Official pytorch implementation of Unsupervised Action Segmentation via Multi-scale Temporal-interaction Enhancement.
MulSclTE is an unsupervised action segmentation (UAS) framework designed to enhance performance by leveraging multi-scale temporal interactions across global, clip, and frame levels. The framework operates in two main stages:
- Bi-Encoder Training: Utilizes a self-supervised temporal loss function, which integrates global-level prediction loss and clip-level contrastive loss to enhance representation capability.
- Inference with PS-Seg: Enhances frame-level interactions by combining frame prediction errors with adjacent frame similarities for improved action boundary detection. It then refines the results by clustering to merge related action segments and mitigate over-segmentation. Implementation will be released later.

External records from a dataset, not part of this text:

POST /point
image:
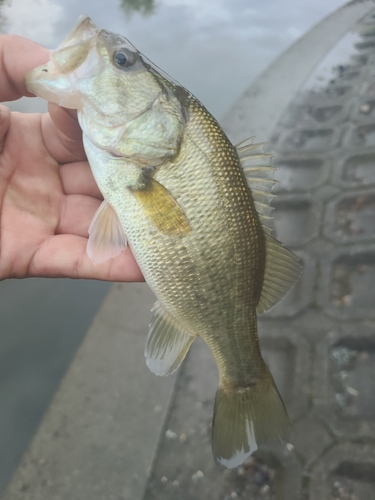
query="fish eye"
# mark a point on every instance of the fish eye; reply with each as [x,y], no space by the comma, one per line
[124,58]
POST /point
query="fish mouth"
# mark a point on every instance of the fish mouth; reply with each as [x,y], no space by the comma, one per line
[83,30]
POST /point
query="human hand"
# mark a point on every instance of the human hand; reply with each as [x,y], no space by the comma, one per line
[48,195]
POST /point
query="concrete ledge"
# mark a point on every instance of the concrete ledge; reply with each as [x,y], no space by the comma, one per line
[98,438]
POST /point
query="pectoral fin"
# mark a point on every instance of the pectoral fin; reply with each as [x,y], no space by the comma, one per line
[167,343]
[161,208]
[106,235]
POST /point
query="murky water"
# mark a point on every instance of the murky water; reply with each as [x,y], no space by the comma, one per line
[214,48]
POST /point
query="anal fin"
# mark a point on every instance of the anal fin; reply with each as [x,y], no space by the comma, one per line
[167,343]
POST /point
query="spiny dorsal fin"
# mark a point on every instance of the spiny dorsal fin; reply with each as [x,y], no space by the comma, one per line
[259,175]
[281,272]
[167,343]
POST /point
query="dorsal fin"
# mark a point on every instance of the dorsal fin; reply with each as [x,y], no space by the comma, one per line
[259,175]
[281,272]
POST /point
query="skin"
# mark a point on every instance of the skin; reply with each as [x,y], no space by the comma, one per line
[48,195]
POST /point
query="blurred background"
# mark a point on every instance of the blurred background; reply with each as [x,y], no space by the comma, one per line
[215,48]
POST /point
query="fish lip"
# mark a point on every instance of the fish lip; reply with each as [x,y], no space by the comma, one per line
[84,29]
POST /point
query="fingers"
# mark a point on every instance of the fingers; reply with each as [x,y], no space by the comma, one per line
[77,214]
[65,256]
[63,148]
[77,178]
[4,125]
[18,56]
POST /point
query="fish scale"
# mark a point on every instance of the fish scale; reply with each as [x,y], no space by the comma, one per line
[175,188]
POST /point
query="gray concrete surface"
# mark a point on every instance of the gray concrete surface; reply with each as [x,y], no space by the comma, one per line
[42,323]
[99,436]
[100,440]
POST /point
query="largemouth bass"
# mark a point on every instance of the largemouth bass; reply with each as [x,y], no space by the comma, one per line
[195,211]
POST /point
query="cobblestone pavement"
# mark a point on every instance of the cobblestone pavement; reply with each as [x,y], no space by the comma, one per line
[320,340]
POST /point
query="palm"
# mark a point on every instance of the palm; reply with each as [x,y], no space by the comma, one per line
[48,198]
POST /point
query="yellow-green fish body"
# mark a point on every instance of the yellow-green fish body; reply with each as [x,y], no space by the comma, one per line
[175,188]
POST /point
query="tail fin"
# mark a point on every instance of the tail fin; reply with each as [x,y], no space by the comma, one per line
[244,418]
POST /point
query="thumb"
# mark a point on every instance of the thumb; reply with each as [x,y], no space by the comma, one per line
[4,125]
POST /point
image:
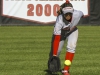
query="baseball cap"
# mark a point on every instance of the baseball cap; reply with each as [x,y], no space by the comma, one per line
[67,10]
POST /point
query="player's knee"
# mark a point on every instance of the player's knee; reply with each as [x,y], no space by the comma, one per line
[71,49]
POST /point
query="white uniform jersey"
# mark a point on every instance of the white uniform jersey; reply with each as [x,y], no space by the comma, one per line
[60,24]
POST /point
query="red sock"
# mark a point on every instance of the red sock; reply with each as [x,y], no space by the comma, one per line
[69,56]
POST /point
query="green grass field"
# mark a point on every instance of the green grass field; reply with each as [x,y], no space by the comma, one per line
[24,50]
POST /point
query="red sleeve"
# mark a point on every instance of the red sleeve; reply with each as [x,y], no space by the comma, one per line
[56,44]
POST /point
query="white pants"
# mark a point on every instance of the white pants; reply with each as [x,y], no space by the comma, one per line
[71,43]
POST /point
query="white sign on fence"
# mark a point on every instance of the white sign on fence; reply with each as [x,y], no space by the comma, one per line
[43,11]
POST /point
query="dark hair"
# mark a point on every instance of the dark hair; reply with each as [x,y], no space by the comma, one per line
[66,5]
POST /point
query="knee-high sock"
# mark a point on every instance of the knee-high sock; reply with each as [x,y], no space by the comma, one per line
[69,56]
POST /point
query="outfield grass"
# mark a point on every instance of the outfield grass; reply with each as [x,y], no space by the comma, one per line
[24,50]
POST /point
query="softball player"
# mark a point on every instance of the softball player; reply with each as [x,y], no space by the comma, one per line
[65,29]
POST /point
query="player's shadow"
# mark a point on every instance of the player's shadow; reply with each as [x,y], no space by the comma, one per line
[49,73]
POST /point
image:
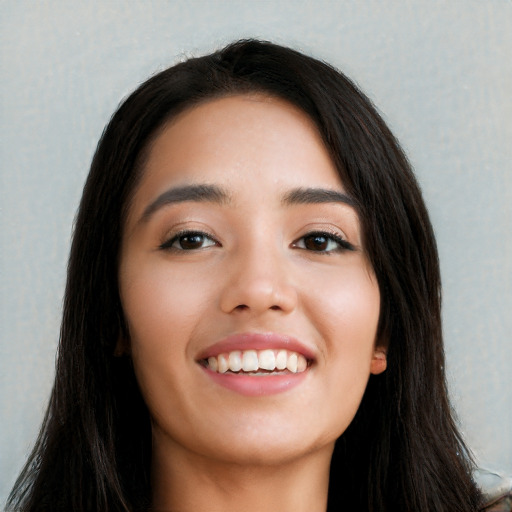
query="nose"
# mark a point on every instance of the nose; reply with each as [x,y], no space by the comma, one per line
[259,281]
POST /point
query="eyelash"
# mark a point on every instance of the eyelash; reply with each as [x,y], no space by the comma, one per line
[168,245]
[342,244]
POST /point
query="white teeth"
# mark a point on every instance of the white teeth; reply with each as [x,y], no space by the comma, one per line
[281,358]
[291,364]
[212,363]
[267,360]
[235,361]
[254,360]
[302,364]
[223,363]
[249,361]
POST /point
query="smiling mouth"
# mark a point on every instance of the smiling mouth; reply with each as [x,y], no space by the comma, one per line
[257,362]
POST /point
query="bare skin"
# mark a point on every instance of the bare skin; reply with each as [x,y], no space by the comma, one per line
[240,238]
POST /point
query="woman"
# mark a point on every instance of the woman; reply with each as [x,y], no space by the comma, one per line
[252,311]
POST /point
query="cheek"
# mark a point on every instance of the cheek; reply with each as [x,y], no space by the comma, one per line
[346,310]
[346,305]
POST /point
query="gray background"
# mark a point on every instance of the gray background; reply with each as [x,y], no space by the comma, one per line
[440,72]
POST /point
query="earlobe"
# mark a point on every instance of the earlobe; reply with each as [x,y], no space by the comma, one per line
[379,361]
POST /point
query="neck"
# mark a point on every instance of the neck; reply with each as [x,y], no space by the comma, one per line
[190,482]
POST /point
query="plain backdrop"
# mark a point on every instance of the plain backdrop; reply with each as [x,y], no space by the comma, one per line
[439,71]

Note: This version is implemented in PyTorch. The MindSpore implementation will be made available in a future release.
- Python 3.7.10
- Pytorch 1.13.1
- CUDA 11.7
MulSclTE supports the following widely-used UAS datasets:
- Breakfast [1]
- YouTube Instructions (YTI) [2]
- 50Salads [3]
- EPIC-KITCHENS [4]
To train the Bi-Encoder using the self-supervised temporal loss, using the following command:
python -u pretrain.py --model_type "cntrst_bi_encoder" \
--operate train \
--ds_name Breakfast \
--data_root [breakfast_data_root] \
--n_epochs 1 \
--batch_size 12 \
--lr 1e-4 \
--using_clip \
--clip_window_size 500 \
--clip_window_step 100 \
--lr_scheduler step \
--step_size 8 \
--warmup \
--warmup_max_steps 500 \
--log_interval 10 \
--max_seq_len 10000 \
--hidden_dims 1024 \
--num_of_layers 2 \
--heads 2 \
--save_path [save_root] \
--use_cntrst \
--cntrst_clip_width 5 \
--cntrst_loss_weight 0.5 \
--pred_loss_weight 0.5 \
--zero_padding \
--gpu 7
To encode the frame features, using the following command:
python -u pretrain.py --model_type "cntrst_bi_encoder" \
--ds_name Breakfast \
--data_root [breakfast_data_root] \
--max_seq_len 10000 \
--hidden_dims 1024 \
--num_of_layers 2 \
--heads 2 \
--save_path [save_path] \
--init_weights [model_weigths_path] \
--feature_save_root [feature_save_root] \
--operate test-encode \
--gpu 7
To segment video sequences with PS-Seg, using the following command:
python run_psseg.py \
--ds_name Breakfast \
--data_root [breakfast_data_root] \
--pred_loss_csv_path [frame_prediction_loss_csv_file_path] \
--feature_root [feature_root] \
--feature_dim 2048 \
--save_root [output_root]
--dcp argrelextrema \
--refine finch \
--k_type mean_classes \
--w_size 120 \
--fuse_weights 0.7 0.3
Comprehensive documentation and detailed usage instructions are in progress. The codebase is currently undergoing refinement and optimization. We appreciate your patience as we work to provide a more robust and well-documented implementation. Updates will be made available as soon as possible.
[1] Kuehne, H., Arslan, A., & Serre, T. (2014). The language of actions: Recovering the syntax and semantics of goal-directed human activities. In Proceedings of the IEEE Conference on Computer Vision and Pattern Recognition (pp. 780-787).
[2] Alayrac, J.-B., Bojanowski, P., Agrawal, N., Sivic, J., Laptev, I., & Lacoste-Julien, S. (2016). Unsupervised learning from narrated instruction videos. In Proceedings of the IEEE Conference on Computer Vision and Pattern Recognition (pp. 4575-4583).
[3] Stein, S., & McKenna, S. J. (2013). Combining embedded accelerometers with computer vision for recognizing food preparation activities. In Proceedings of the 2013 ACM International Joint Conference on Pervasive and Ubiquitous Computing (pp. 729-738).
[4] D. Damen, H. Doughty, G. M. Farinella, et al., The epic-kitchens dataset: Collection, Challenges and Baselines, TPAMI, vol. 43, no. 11, pp. 4125-4141, 2021.